Cameron is “Napoleonic” ?

David Cameron is labelled “Napoleonic” by a former political opponent who later joined his coalition Government. But the term was used to convey the strengths and weaknesses of the great General’s leadership style

Nick Robinson of the BBC [JUly 29th 2010] tells of conversations he had in the run-up to the General Election [May 8th 2010]. David Cameron, he was told, was the only leader in European politics who could be described as “Napoleonic”. Robinson interpreted this to mean he was the only leader who could successfully make policy decisions confidentially and unilaterally.

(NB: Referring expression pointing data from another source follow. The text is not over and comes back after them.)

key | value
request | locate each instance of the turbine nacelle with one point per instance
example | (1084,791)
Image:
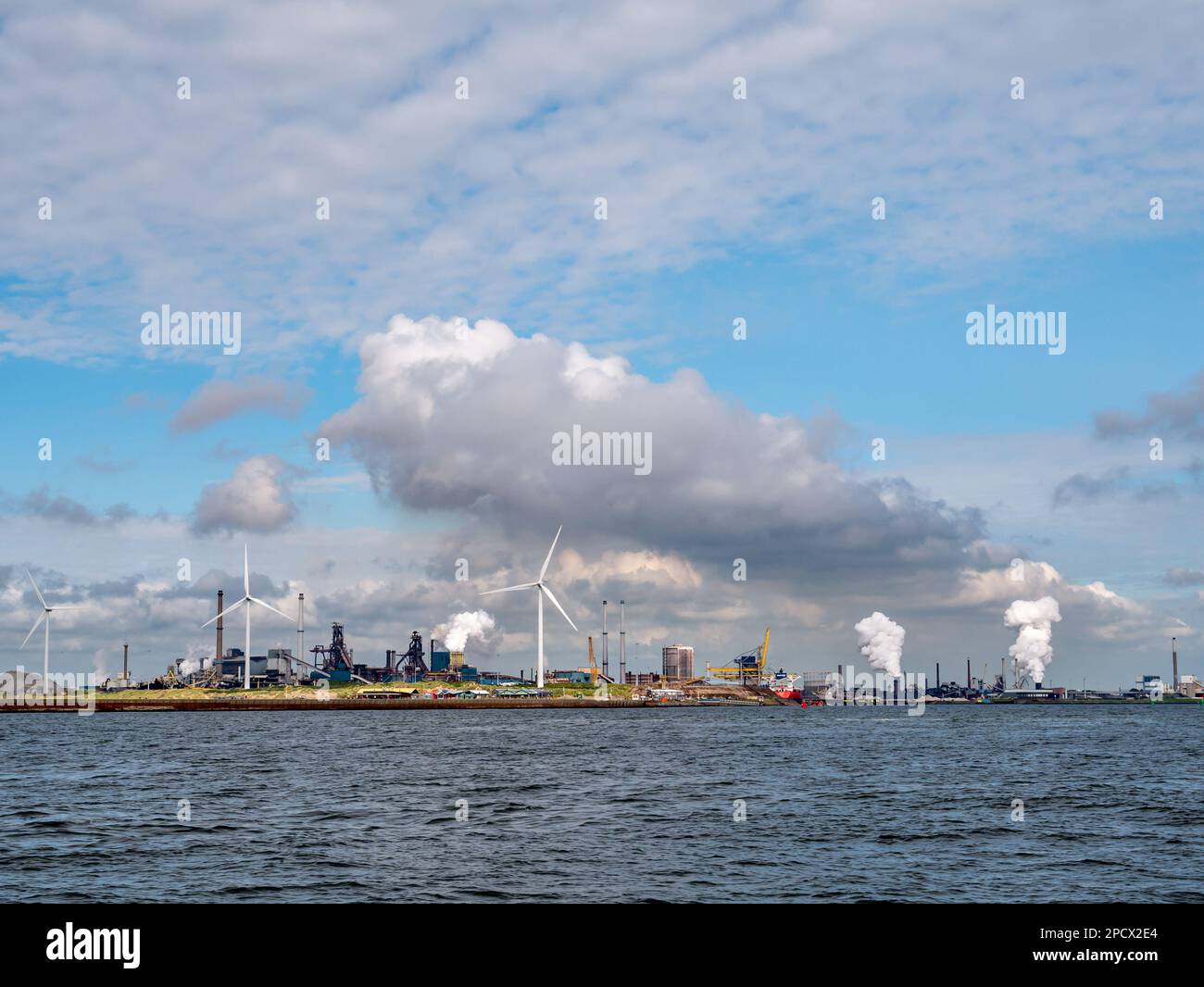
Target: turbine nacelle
(247,601)
(542,591)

Neil Sherlock, an adviser to this and many previous Lib Dem leaders, rang to remind me of what the Tory leader had said in a Radio 4 documentary I had made about Disraeli. Cameron had praised Dizzy for outmanoeuvring Gladstone on the issue of political reform and quoted a historian who said that the former Tory PM had “taken a leap in the dark and then leapt again”. Neil’s view was that anyone who could appreciate Disraeli’s bold risk-taking was capable of replicating it. Chris Huhne told me and his party that Cameron was the only Napoleonic leader left in Europe. In other words, whatever the Tory leader said became Tory policy. Both were proved right.

It is tempting to push the analogy a little further. A Napoleonic leader might be expected to

charm would-be opponents into becoming faithful followers

make bold unexpected tactical moves which enhance his reputation

make bold strategic moves which risk his entire venture, and

acquire “nodding donkeys” around him rather than colleagues who influence his plans

This week the Prime Minister has been particularly Napoleonic. He has been accused of media blunders and political naivity. In America he stated that Britain had been a minor partner to the US in 1040, at a time when America had not entered the war (regardless of Hollywood interpretations which suggest otherwise). In India he remarks which were seen as ill-judged regarding Pakistan’s dealings with terrorism. Napoleonic, but are they bold tactical moves or evidence of a dangerous stategy?